Zaz : « sans thune et à la rue », sans pudeur sur ses galères, « la méchanceté qu’il peut y avoir »
Avec sa voix éraillée et son énergie bouillonnante, Zaz — de son vrai nom Isabelle Geffroy — a conquis le cœur du public. Mais derrière les succès planétaires et les refrains entêtants se cache une femme au parcours rude, façonné par la précarité, les critiques acerbes et une volonté farouche de s’en sortir.
Invitée dans C à vous, la chanteuse de 45 ans s’est livrée sans détour sur les années d’ombre qui ont précédé la lumière. Bien avant d’écumer les plus grandes scènes du monde, Zaz chantait sur les trottoirs, avec pour seule scène les pavés et pour public les passants. Cette époque, elle ne l’efface pas, bien au contraire. “À un moment donné, la rue s’est imposée parce que je n’avais plus de thunes”, confie-t-elle avec une honnêteté désarmante. Loin d’être une posture bohème, chanter dans la rue était une nécessité, presque une urgence vitale. Mais aussi une étape fondatrice : “C’était un choix aussi. Je voulais chanter, je ne trouvais plus d’endroit, alors j’ai pris la rue.”
Cette période l’a construite, dans l’adversité comme dans la liberté. Zaz y a appris à capter l’attention sans micros ni projecteurs, à s’imposer par la seule force de sa musique et de sa sincérité.
Une célébrité difficile à encaisser
Lorsque la notoriété arrive, notamment avec Je veux en 2010, elle est aussi brutale que fulgurante. Si les ventes explosent et que les tournées s’enchaînent, les critiques, elles, pleuvent avec une violence inouïe. “C’était violent, la méchanceté. Des gens qui crachent leur venin derrière les écrans… Parce qu’en face, ils ne le feraient pas”, déplore-t-elle dans C à vous.

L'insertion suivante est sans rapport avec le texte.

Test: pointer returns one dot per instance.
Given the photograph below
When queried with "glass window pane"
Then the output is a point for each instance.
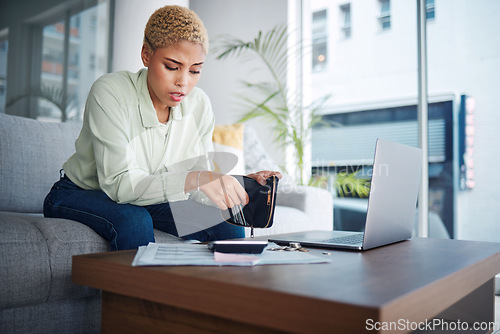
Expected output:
(319, 39)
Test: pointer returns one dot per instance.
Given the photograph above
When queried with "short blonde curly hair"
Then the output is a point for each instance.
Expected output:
(171, 24)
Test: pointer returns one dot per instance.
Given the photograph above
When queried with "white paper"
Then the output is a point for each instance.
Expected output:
(188, 254)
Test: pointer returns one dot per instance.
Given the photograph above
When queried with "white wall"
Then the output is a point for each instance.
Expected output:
(131, 17)
(221, 79)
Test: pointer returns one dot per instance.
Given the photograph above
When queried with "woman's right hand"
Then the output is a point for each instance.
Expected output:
(223, 190)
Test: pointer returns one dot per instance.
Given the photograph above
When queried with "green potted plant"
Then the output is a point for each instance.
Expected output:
(271, 99)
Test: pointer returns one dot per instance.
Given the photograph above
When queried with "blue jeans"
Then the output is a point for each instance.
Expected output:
(125, 226)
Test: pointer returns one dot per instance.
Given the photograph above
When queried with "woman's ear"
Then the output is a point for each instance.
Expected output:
(145, 55)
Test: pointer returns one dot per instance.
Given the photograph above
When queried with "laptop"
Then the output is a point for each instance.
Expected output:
(394, 189)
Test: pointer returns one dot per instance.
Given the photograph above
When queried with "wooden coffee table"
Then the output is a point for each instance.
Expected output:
(406, 284)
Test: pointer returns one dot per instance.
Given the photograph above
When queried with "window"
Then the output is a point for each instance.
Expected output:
(74, 54)
(4, 48)
(319, 39)
(385, 14)
(373, 85)
(430, 12)
(345, 12)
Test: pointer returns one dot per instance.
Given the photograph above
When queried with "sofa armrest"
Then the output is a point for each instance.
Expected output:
(317, 203)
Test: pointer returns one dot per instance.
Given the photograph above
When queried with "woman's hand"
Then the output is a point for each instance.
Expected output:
(223, 190)
(263, 175)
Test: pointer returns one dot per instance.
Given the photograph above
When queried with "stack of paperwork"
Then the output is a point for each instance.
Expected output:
(187, 254)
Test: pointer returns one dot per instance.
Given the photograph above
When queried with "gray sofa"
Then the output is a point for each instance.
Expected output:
(36, 292)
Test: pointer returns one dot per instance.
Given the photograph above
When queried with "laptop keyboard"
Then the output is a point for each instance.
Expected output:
(347, 240)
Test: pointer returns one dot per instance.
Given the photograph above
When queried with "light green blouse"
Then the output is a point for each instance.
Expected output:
(125, 151)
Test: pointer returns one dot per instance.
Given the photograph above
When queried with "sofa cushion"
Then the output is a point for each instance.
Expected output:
(31, 155)
(25, 266)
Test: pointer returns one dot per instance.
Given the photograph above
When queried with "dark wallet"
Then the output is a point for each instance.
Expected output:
(259, 212)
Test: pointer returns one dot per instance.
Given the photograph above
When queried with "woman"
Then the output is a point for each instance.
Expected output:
(144, 146)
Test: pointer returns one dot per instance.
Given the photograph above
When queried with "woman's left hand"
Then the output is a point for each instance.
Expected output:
(263, 175)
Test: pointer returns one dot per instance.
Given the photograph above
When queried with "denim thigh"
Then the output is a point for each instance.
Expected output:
(125, 226)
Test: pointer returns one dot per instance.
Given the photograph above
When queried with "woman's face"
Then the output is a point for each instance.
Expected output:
(173, 72)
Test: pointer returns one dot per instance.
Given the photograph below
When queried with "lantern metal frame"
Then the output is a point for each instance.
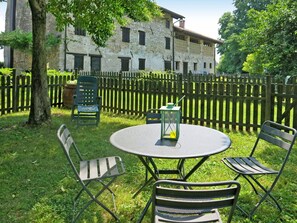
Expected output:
(170, 122)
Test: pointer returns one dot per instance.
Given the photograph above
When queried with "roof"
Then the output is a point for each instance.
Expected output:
(196, 35)
(173, 14)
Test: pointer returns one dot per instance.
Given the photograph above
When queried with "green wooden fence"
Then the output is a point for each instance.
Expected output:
(229, 102)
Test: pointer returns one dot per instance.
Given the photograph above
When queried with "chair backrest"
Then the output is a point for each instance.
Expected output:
(86, 91)
(278, 135)
(67, 143)
(153, 116)
(176, 197)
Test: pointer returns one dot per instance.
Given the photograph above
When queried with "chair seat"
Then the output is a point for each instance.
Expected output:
(247, 166)
(101, 168)
(88, 108)
(205, 216)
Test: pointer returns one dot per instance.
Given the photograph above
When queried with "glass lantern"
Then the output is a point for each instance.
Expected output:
(170, 121)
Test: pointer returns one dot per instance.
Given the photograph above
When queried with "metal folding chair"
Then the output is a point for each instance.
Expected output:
(101, 170)
(87, 104)
(252, 168)
(176, 201)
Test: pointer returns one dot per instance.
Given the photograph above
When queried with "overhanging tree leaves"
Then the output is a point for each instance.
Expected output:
(272, 36)
(98, 18)
(231, 26)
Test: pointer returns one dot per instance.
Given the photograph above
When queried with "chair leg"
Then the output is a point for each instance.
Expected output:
(263, 198)
(267, 194)
(94, 199)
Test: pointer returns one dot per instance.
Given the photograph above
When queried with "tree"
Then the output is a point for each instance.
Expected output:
(98, 18)
(231, 27)
(272, 36)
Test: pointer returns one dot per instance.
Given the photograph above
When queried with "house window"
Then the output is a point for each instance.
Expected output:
(79, 31)
(177, 65)
(141, 38)
(167, 43)
(180, 36)
(125, 61)
(141, 64)
(167, 65)
(195, 66)
(126, 34)
(78, 62)
(96, 63)
(167, 23)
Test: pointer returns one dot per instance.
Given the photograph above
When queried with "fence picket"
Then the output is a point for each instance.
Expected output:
(234, 102)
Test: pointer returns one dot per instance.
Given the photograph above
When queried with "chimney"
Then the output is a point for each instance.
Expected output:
(182, 23)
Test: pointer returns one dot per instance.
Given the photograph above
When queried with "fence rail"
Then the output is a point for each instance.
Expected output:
(228, 102)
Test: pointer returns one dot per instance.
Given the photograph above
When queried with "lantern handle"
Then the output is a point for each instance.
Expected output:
(180, 100)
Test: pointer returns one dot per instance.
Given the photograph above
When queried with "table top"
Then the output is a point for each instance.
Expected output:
(194, 141)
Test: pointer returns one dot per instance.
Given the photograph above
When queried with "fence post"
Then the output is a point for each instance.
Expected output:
(14, 91)
(268, 98)
(120, 92)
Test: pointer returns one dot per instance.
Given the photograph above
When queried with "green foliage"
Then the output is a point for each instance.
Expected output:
(21, 40)
(39, 186)
(16, 39)
(253, 64)
(272, 35)
(6, 71)
(99, 18)
(231, 27)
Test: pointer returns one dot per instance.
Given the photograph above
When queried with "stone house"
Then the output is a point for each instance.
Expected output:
(146, 46)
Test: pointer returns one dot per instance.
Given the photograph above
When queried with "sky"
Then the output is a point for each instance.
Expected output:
(201, 16)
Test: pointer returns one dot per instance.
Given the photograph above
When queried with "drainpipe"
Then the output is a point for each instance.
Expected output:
(12, 15)
(65, 46)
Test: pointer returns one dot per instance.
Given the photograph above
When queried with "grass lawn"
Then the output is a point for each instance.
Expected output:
(37, 184)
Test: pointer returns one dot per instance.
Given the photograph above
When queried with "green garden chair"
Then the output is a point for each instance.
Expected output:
(273, 138)
(87, 103)
(103, 170)
(177, 201)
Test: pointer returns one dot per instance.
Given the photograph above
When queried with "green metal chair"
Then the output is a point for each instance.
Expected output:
(102, 170)
(87, 103)
(252, 168)
(177, 201)
(153, 116)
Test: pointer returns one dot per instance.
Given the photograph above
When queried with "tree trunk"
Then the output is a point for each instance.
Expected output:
(40, 110)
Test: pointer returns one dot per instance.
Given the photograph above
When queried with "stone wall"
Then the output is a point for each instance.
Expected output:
(194, 54)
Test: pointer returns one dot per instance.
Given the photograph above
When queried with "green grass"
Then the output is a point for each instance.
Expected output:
(37, 184)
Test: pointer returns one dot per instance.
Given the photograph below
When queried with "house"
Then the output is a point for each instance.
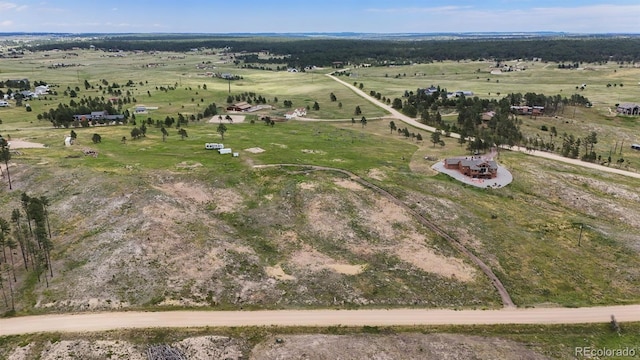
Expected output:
(41, 90)
(487, 116)
(528, 110)
(98, 116)
(628, 109)
(430, 90)
(26, 94)
(476, 168)
(241, 106)
(299, 112)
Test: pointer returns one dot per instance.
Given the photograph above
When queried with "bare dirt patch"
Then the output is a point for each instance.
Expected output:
(402, 346)
(193, 192)
(312, 260)
(221, 119)
(255, 150)
(197, 348)
(348, 184)
(278, 273)
(425, 258)
(188, 165)
(377, 174)
(318, 152)
(23, 144)
(307, 186)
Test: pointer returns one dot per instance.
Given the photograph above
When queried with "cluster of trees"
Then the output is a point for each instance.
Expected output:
(29, 232)
(62, 116)
(406, 133)
(300, 53)
(249, 97)
(21, 84)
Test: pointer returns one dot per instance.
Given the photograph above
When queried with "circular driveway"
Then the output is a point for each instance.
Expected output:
(504, 177)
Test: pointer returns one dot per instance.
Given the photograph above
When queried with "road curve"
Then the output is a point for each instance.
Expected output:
(91, 322)
(547, 155)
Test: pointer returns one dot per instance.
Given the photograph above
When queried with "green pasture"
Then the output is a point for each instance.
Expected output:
(531, 243)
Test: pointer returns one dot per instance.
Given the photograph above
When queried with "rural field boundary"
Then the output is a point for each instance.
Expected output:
(495, 281)
(543, 154)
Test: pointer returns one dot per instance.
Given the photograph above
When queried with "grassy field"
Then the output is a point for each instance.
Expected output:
(553, 341)
(527, 231)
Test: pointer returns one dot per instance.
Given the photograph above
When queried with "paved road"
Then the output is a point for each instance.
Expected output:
(411, 121)
(129, 320)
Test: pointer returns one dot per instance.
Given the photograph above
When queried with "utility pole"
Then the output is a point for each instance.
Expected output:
(580, 236)
(6, 154)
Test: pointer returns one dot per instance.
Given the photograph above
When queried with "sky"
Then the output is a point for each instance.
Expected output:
(296, 16)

Cette hostilité numérique, Zaz ne l’a jamais vraiment comprise. Elle, l’artiste sincère, généreuse, ne se reconnaît pas dans les jugements tranchants, ni dans l’image parfois caricaturée qu’on lui renvoie. Mais elle ne s’est pas laissée écraser : “J’ai une rage de vivre, une force de résurrection incroyable.”
Une transformation personnelle assumée
Ces dernières années, Zaz a amorcé une profonde métamorphose. Elle a abandonné la cigarette, l’alcool, le café, la viande, s’est mariée et est devenue maman, recentrant sa vie autour de valeurs essentielles. Une transition qu’elle décrit comme une quête d’équilibre, de cohérence entre sa vie intime et ce qu’elle chante.
Ce chemin de transformation, elle le partage notamment à travers ses chansons. Dans Je pardonne, elle évoque le processus de libération intérieure : “Pardonner, ce n’est pas effacer. C’est se libérer, soi, de son histoire. C’est arrêter de la ressasser.” Une manière de tourner la page sans renier ce qui a été.
Une artiste habitée par la résilience
Zaz n’a jamais été une chanteuse formatée. Issue de la rue, passée par les bals, les orchestres, les scènes de fortune, elle incarne une trajectoire hors norme dans le paysage musical français. Si ses débuts furent chaotiques, c’est dans cette instabilité qu’elle a forgé sa liberté. “Avant la rue, j’étais intermittente, j’ai bossé partout. Mais la rue m’a appris à être moi, à toucher les gens sans fard.”
Aujourd’hui, elle continue d’écrire, de chanter, de guérir. Son histoire, loin des clichés de conte de fées, est celle d’une femme debout, qui a transformé la galère en force, et la musique en exutoire.